London 2012 has been touted as the first ‘Social Games’. Social media is an important part of the BBC’s broadcasting and LOCOG’s engagement strategy – but how are people actually using Facebook, Twitter, YouTube and online content to follow the Olympic Games? And does it make them feel more involved?
Information use of Olympic proportions
We thought this was a great opportunity to find out if engaging with social media makes people feel more involved with an event. So we sent out a quick survey to our Bunnyfield database and we got 676 responses.
We found out a bit about how people are watching the Games – traditional media are still important to people with:
- 94% watching events on TV
- 36% watching events solely on TV
But we also found that most people are using other devices to watch the Games:
- 80% PCs/laptops
- 36% smartphones
- 15% tablets
These devices are mostly being used to access iPlayer, the BBC and other broadcasters’ websites to watch live and/or catch up on past events.

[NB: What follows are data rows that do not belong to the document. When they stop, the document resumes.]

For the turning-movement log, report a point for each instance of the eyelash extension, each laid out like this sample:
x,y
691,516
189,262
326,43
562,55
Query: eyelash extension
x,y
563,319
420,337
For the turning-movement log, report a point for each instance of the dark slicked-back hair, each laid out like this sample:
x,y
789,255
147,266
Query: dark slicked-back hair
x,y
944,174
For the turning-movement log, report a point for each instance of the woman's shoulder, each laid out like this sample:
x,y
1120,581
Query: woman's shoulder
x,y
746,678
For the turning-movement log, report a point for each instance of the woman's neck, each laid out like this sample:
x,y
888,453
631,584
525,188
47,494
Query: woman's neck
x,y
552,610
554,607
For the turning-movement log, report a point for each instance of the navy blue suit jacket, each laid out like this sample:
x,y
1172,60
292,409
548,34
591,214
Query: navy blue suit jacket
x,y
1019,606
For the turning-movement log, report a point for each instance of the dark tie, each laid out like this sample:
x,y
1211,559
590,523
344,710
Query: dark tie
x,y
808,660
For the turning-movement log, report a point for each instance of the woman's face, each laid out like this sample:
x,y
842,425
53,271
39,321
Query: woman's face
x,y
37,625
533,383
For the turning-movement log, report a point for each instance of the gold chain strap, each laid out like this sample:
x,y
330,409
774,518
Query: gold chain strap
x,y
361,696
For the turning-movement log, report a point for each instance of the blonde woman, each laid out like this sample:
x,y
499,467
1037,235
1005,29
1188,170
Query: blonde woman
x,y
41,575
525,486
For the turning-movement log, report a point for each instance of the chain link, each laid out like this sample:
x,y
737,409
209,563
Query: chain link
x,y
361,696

42% of these people said they were using multiple devices at the same time – perhaps watching an event on TV while looking up background information about an athlete on a tablet or phone.

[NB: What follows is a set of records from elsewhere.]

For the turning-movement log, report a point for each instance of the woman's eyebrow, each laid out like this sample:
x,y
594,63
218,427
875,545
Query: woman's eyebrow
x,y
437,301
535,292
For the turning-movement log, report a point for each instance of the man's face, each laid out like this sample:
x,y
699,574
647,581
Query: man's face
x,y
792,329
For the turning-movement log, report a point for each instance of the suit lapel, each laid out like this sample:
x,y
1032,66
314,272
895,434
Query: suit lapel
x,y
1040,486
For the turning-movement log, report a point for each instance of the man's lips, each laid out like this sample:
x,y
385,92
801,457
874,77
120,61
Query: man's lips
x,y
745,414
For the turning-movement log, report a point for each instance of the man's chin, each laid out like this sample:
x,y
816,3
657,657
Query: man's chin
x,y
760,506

What information is most important?
Most respondents said they have access to more information than other major sporting events and the good news is that 73% also feel they can get the information they want. Most people (78%) were after results and schedules, followed by the latest stories about their favourite team (49%) or sport (50%).
How are they getting all this? Everyone is reading either physical or online newspapers and on top of this they’re using:
- Google (31%)
- the official London 2012 app (34%)
- the BBC London 2012 app (25%)
- bookmarked websites (21%)
People want to share their excitement about the Olympics so are turning to Facebook (30%) then Twitter (17%) to discuss events with friends or share a real-time experience with people anywhere in the world. But interacting with brands, Olympic broadcasters and athletes was less popular.

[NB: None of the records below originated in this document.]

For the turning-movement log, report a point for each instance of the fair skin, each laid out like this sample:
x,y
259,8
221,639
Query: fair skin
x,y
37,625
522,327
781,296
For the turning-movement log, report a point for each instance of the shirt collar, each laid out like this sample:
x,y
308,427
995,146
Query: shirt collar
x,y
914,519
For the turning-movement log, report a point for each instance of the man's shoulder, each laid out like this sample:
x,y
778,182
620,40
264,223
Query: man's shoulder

But has all this information changed the way people feel about the Games?
It looks like access to a wealth of information is helping most people feel part of the Games but people with tickets to an event were more likely to feel involved (83% compared to 49% of those without tickets). But, with or without tickets, people are feeling more part of the Games than other major sporting events (78%), which suggests that being able to discuss events with anyone, anywhere, anytime really makes a difference.
What can we learn?
Even before the Games started most people (with or without tickets) said they felt involved by the information they were getting and the information available during the Games has met or exceeded their expectations. This potent mixture of official and self-generated content highlights the importance of understanding of peoples’ appetite for seamless cross-channel experiences and has set a standard for future global events.